Należy pamiętać, że oprócz rejestracji w systemie auto musi mieć ustaloną klasę czystości spalin. Samochodom osobowym nie określa się ich standardowo. By ją uzyskać, trzeba udać się do stacji diagnostycznej. Problem w tym, że w Polsce wiele aut jeździ na gaz, który podczas spalania emituje znacznie mnie zanieczyszczeń niż benzyna. Jaką klasę mają nadać stacje, gdy w aucie są dwie instalacje?

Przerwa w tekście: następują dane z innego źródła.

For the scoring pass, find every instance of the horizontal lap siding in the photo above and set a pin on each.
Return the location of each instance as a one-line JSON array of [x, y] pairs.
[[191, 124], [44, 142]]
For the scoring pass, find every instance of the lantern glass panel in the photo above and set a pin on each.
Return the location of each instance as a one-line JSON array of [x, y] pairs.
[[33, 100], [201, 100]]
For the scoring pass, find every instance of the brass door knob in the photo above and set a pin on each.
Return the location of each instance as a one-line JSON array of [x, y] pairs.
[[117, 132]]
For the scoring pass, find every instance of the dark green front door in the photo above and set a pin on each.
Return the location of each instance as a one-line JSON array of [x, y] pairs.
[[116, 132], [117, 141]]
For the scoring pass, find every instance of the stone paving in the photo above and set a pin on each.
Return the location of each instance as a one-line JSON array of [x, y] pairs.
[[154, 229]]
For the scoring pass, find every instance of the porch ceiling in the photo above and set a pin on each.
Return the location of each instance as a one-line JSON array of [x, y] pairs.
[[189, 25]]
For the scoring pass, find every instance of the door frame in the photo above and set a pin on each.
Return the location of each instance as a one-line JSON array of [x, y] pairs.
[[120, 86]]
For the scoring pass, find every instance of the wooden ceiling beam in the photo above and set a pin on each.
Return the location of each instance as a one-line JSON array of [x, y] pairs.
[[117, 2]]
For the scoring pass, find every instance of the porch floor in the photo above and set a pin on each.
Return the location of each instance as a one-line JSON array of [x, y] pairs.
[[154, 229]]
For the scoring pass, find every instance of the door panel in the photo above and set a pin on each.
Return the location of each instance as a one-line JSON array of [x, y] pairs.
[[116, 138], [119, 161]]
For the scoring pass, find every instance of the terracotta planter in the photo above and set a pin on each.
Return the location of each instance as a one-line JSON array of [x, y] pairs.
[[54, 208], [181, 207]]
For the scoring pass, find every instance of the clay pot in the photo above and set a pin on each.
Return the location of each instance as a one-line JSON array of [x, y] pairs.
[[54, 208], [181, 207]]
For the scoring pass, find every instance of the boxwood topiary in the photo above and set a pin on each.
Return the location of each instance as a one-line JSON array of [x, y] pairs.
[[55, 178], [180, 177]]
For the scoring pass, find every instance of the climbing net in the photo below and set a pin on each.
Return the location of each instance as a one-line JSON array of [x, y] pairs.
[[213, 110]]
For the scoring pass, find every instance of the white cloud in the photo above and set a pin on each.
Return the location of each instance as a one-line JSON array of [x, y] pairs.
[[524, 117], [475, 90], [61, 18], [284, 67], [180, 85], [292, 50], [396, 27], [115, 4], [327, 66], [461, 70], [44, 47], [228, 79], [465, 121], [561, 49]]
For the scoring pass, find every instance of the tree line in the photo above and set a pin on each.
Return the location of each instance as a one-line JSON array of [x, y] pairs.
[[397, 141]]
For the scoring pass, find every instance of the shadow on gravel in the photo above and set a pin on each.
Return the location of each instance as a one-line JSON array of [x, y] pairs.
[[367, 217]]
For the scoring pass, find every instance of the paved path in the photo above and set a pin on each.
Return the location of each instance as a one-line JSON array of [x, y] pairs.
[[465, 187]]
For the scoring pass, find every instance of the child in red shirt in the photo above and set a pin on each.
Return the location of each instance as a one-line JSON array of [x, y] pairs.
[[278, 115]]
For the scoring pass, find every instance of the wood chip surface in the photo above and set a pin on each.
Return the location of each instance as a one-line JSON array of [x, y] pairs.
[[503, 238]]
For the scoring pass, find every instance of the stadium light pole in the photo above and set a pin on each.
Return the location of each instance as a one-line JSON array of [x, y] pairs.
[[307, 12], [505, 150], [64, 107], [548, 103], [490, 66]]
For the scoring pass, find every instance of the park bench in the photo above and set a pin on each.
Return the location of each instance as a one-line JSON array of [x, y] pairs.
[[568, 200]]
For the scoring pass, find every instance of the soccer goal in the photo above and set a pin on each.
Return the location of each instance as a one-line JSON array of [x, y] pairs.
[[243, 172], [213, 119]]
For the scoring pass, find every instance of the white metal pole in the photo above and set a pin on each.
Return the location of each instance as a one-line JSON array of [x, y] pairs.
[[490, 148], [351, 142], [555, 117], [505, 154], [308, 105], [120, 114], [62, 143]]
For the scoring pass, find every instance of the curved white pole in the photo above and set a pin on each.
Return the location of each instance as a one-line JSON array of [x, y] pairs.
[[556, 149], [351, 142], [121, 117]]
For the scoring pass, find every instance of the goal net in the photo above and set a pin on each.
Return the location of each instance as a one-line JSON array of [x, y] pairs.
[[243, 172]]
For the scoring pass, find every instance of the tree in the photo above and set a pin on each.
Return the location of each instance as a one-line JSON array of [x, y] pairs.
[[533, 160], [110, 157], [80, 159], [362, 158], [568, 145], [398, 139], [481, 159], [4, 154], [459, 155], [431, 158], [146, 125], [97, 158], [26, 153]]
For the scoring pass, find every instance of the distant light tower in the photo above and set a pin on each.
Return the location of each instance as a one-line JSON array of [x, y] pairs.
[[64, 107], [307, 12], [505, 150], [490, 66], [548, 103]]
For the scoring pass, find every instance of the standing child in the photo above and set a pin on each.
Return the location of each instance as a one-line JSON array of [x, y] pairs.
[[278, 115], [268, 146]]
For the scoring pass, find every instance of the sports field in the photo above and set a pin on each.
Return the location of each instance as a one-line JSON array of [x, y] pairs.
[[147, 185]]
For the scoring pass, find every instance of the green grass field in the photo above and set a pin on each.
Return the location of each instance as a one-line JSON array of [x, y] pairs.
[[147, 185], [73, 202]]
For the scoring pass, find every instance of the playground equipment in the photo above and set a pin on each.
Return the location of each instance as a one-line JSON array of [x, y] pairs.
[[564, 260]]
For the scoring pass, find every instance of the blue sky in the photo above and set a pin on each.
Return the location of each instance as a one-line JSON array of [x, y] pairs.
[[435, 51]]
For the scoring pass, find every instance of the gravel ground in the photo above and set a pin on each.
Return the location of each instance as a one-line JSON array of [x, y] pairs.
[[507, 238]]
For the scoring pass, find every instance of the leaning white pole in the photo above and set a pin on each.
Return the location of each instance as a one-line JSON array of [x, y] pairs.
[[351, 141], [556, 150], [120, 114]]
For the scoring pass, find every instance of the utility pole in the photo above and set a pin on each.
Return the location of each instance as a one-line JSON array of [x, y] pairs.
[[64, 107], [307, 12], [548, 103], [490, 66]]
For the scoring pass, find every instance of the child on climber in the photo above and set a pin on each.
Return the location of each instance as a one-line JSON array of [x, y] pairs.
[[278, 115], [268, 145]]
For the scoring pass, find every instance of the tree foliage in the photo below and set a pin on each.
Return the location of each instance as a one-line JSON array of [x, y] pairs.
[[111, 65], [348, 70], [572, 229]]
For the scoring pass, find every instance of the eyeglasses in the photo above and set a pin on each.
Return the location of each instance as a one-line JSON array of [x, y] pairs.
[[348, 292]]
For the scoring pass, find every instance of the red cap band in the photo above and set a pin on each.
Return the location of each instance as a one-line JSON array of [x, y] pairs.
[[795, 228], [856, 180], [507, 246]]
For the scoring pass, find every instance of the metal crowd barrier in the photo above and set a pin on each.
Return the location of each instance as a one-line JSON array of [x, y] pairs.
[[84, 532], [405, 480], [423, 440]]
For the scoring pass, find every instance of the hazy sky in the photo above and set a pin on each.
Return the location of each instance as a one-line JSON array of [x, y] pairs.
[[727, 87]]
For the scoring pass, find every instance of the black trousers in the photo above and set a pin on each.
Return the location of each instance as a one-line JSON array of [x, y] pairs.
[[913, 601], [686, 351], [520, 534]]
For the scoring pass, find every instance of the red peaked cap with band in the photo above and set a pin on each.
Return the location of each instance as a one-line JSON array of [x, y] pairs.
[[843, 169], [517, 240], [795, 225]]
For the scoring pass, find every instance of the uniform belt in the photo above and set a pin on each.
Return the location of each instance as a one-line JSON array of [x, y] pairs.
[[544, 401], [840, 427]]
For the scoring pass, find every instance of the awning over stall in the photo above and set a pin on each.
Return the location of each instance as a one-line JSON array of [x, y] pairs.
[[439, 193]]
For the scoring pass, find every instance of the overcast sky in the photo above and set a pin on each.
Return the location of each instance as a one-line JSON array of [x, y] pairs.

Co z kierowcami, którzy przejadą płatnym odcinkiem, a nie będą posiadali viaBox? Muszą liczyć się z tym, że inspektorzy sporządzą raport z kontroli i nałożą karę administracyjną za nieuiszczenie opłaty.
Niektórzy kierowcy osobówek obawiają się, że viaBox będzie obliczał im kilometry i tym samym naliczał opłatę również po odczepieniu przyczepy. Stąd zastanawiają się, czy nie umieścić viaBox właśnie w przyczepie. Otóż nie. Należy nabyć urządzenie z przyciskiem, które umożliwia jego wyłączanie w sytuacji, gdy nie ciągniemy lawety lub przyczepy. Ostatecznie, by uchronić się przed opłatami, możemy wyszukiwać szlaki nieobjęte opłatami.
Będzie to jednak trudne. Niejednokrotnie ich stan jest fatalny.